Writer-director Shanley's adaptation of his own Broadway play is a brisk, witty, and perhaps overly brief account of a Catholic school in 1964, whose newish priest (Philip Seymour Hoffman) is friendlier with his parishioners than the brittle old nun principal (Meryl Streep) would like. When younger nun Amy Adams sees something that makes her suspicious of the priest's relationship with the school's lone black boy, Streep picks it up and runs with it, hoping to kick the priest out of the school even when she has no proof besides Adams's increasingly shaky testimony and her own prejudices.
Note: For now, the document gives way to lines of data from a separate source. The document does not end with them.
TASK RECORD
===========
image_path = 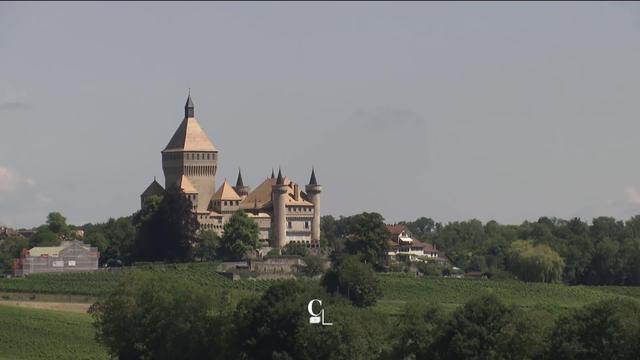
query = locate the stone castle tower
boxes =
[142,93,322,248]
[161,94,218,212]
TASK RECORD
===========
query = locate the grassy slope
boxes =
[0,305,108,360]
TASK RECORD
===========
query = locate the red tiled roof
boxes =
[386,224,408,236]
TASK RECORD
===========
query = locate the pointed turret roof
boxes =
[271,168,275,179]
[236,169,245,187]
[185,92,194,118]
[141,178,165,197]
[213,180,242,201]
[276,168,284,185]
[309,168,318,185]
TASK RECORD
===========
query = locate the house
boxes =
[13,241,99,276]
[386,224,447,263]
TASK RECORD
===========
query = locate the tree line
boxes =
[321,214,640,285]
[90,269,640,360]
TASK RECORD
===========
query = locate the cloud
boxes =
[0,167,35,194]
[624,186,640,205]
[0,167,50,228]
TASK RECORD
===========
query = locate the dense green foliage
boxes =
[233,281,390,360]
[300,254,326,277]
[507,240,564,283]
[45,212,70,236]
[547,299,640,360]
[219,210,259,260]
[83,216,136,266]
[194,229,220,261]
[0,305,108,359]
[90,271,231,360]
[321,214,640,285]
[133,185,199,262]
[322,255,382,307]
[322,212,390,268]
[87,273,640,360]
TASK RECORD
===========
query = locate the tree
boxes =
[0,236,29,273]
[232,281,389,360]
[390,302,447,359]
[282,243,308,257]
[299,255,326,277]
[431,293,543,360]
[194,230,220,261]
[507,240,564,283]
[46,212,69,235]
[219,210,259,260]
[89,272,232,360]
[30,227,60,247]
[547,299,640,360]
[342,212,389,268]
[231,281,330,359]
[321,255,382,307]
[133,185,198,262]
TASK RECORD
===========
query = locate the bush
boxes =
[321,255,382,307]
[89,271,233,360]
[299,255,326,277]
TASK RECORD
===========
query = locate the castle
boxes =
[140,94,321,248]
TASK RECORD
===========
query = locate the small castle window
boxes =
[287,221,292,229]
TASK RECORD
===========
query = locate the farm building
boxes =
[13,241,99,276]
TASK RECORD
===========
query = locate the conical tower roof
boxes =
[164,95,216,152]
[309,168,318,185]
[141,178,165,197]
[213,180,241,201]
[276,168,284,185]
[236,169,245,187]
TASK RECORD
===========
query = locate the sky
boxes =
[2,2,640,228]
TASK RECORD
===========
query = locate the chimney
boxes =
[294,184,299,200]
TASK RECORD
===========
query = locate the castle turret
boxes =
[272,168,288,248]
[234,168,250,198]
[305,168,322,242]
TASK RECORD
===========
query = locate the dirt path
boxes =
[0,300,91,313]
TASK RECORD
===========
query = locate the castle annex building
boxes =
[140,95,321,248]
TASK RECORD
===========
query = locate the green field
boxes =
[0,305,108,360]
[2,263,640,312]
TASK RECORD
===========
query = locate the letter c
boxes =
[308,299,322,317]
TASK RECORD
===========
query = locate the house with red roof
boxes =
[386,224,451,265]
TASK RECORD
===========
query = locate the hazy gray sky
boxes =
[2,2,640,228]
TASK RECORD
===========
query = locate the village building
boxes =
[386,224,450,265]
[140,94,321,249]
[13,241,99,276]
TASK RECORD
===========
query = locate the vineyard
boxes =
[0,304,108,359]
[377,274,640,312]
[0,263,296,297]
[2,263,640,312]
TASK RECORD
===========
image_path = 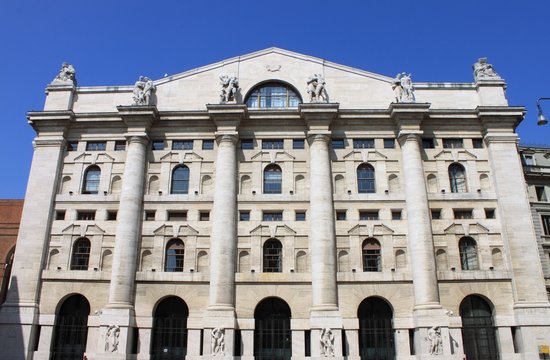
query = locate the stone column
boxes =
[107,135,149,307]
[208,133,239,311]
[482,108,550,358]
[205,104,245,359]
[308,133,338,311]
[95,106,155,360]
[0,110,72,360]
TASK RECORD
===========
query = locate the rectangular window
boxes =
[353,139,375,149]
[472,138,484,148]
[331,138,345,149]
[359,211,379,220]
[168,211,187,221]
[263,211,283,221]
[55,210,66,220]
[200,211,210,221]
[443,138,464,149]
[114,140,126,151]
[151,140,165,151]
[67,142,78,151]
[431,209,441,219]
[107,211,118,221]
[86,142,106,151]
[262,139,284,150]
[145,210,156,221]
[454,209,473,219]
[77,211,95,221]
[336,211,347,220]
[295,211,306,221]
[523,154,535,165]
[241,139,254,150]
[536,186,548,201]
[542,215,550,236]
[485,208,496,219]
[392,210,402,220]
[384,138,395,149]
[202,140,214,150]
[172,140,194,150]
[239,211,250,221]
[293,139,305,149]
[422,138,435,149]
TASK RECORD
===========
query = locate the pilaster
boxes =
[0,111,73,360]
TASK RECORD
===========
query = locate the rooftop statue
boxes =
[392,72,415,103]
[51,62,77,86]
[132,76,155,105]
[473,57,501,81]
[307,74,328,103]
[219,75,239,103]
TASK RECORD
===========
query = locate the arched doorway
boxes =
[151,296,189,360]
[460,295,499,360]
[51,294,90,360]
[358,297,395,360]
[254,297,292,360]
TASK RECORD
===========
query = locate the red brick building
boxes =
[0,200,23,303]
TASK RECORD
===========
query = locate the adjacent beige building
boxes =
[1,48,550,360]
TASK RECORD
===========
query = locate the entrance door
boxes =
[358,297,395,360]
[254,297,292,360]
[51,294,90,360]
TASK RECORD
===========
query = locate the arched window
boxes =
[491,248,503,269]
[357,164,375,194]
[459,237,479,270]
[295,251,307,273]
[254,298,292,360]
[151,297,189,359]
[460,295,498,360]
[362,238,381,272]
[0,247,15,303]
[148,175,160,194]
[165,238,185,272]
[338,250,350,272]
[246,82,301,109]
[110,175,122,194]
[263,239,282,272]
[51,294,90,360]
[264,165,282,194]
[449,163,467,193]
[197,251,208,272]
[70,238,91,270]
[239,251,251,273]
[358,297,395,360]
[436,249,448,271]
[395,250,406,269]
[82,166,100,194]
[171,166,190,194]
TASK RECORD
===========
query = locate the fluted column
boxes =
[399,132,440,307]
[308,133,338,310]
[208,134,238,310]
[108,135,148,307]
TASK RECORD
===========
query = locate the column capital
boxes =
[126,135,149,145]
[307,133,331,145]
[215,133,239,145]
[397,131,423,146]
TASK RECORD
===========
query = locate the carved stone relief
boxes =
[320,327,335,357]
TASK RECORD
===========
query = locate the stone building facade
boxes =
[519,145,550,299]
[0,199,23,304]
[1,48,550,360]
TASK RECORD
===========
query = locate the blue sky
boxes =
[0,0,549,199]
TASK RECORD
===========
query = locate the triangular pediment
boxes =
[160,151,203,162]
[61,223,104,237]
[443,223,465,235]
[251,151,295,162]
[343,150,387,162]
[433,149,477,161]
[154,224,199,237]
[74,152,114,164]
[250,224,296,237]
[348,223,394,237]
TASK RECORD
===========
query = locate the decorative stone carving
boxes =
[473,57,501,81]
[320,327,335,357]
[132,76,155,105]
[392,73,415,103]
[426,326,443,355]
[307,74,328,102]
[219,75,239,103]
[105,325,120,352]
[51,62,76,86]
[211,327,225,356]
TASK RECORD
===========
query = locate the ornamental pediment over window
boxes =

Strongly acted and well-written, the film almost escapes its theatrical trappings, but in the end it doesn't amount to much. I wasn't asking for grand melodrama, but there is so much to dive into, regarding race, religion, sexuality, and the a-changin' times – specifically, what is known as "Vatican II", the Second Vatican Council, which greatly altered the church at that time. But it's all just hinted at, serving as a backdrop for what is mostly a three-person drama (with a notable appearance by Viola Davis as the boy's mother) about a mean old nun. At least that's how it comes across under the writer's swift direction. I also found the film's use of metaphor a little too obvious. (What's that wind blowing through your window, Meryl? Could it be the wind of change?)
I still liked Doubt. Streep and Hoffman are great, and not in their usual ways, and Adams is cute as a button while once again proving herself a strong actress. The casting is perfect, in fact. But I do wish the film had more of an impact.